O sábado amanheceu com um céu pálido sobre Sant’Ana do Vale, daqueles que não decidem se abrem para o sol ou se voltam a fechar. Vivian chegou cedo à casa de tia Marlene com uma sacola de pão de queijo e dois pacotes de chá. Bateu devagar, como sempre fazia quando tinha a impressão de que o mundo pesava mais do que o corpo aguenta.

— Entra, minha filha — disse Marlene, já de avental, cheiro de sabão e café. — Mariana tá no quarto, fazendo os desenhos dela.

Vivian deixou a sacola na mesa e foi até o quarto. Encontrou a irmã debruçada no caderno, a língua levemente para fora na concentração infantil, colorindo um céu com estrelas desproporcionais.

— Bom dia, minha artista — disse, encostando a testa na dela.

— Bom dia — Mariana sorriu. — Olha, Vivi. É a gente num foguete.

Vivian viu duas figuras de mãos dadas: uma de cabelo comprido laranja, a outra com uma manta azul nos ombros. Viu também uma lua enorme, com sorriso. Por um instante, sentiu vontade de chorar por algo que não tinha forma: saudade de um futuro que talvez nunca fosse como desenhado.

— Tá lindo — sussurrou. — Depois você me explica como liga os botões do foguete, tá? Eu sempre aperto o errado.

— Eu explico — Mariana riu. — Você só precisa treinar.

Treinar. A palavra ficou vibrando como campainha. Vivian pensou nas aulas de enfermagem, no seminário de Semiologia esperando por ela em folhas rabiscadas, na vida que parecia exigir dela não treino, mas renúncia.

Na cozinha, Marlene mexia o café enquanto olhava pela janela para o quintal pequeno. Era prática nos gestos, no jeito de falar, nas contas que fazia de cabeça. Colocou três pães de queijo no prato de Mariana, dois no de Vivian, um no seu.

— Eu trouxe mais — protestou Vivian, empurrando um para a tia.

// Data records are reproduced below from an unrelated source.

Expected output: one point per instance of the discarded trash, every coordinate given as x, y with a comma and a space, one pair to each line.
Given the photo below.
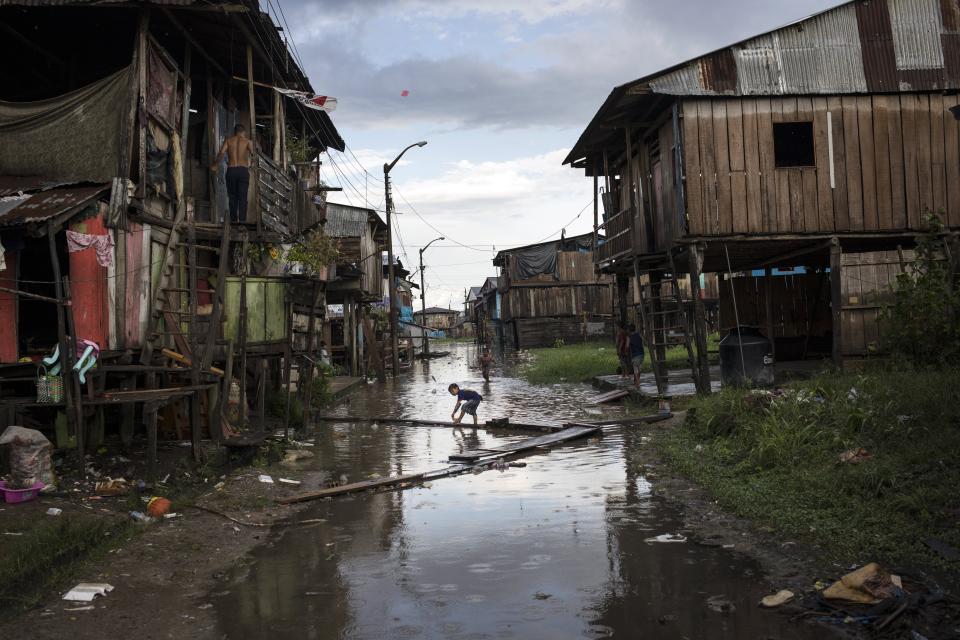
720, 604
87, 591
780, 597
111, 487
946, 551
667, 537
141, 517
294, 456
867, 585
29, 458
12, 496
855, 456
158, 507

— Deixa de besteira — respondeu Marlene, sentando-se. — Você come pior do que estudante em fim de mês.

Comeram em silêncio por alguns minutos, o bom silêncio de quem divide casa e cansaço. Até que Marlene, sem rodeios, abriu a gaveta e puxou um maço de boletos cuidadosamente presos com elástico.

— Vou ser direta, Vivi. A gente tá conseguindo, mas no limite do limite. Os remédios do próximo mês e o transporte das consultas vão estourar o que tenho guardado. — Olhou a sobrinha de frente. — Você precisa de uma saída mais rápida. Temporária que seja.

Vivian sentiu o rosto esquentar. Pensou em dizer “eu sei”, mas a frase soaria vazia.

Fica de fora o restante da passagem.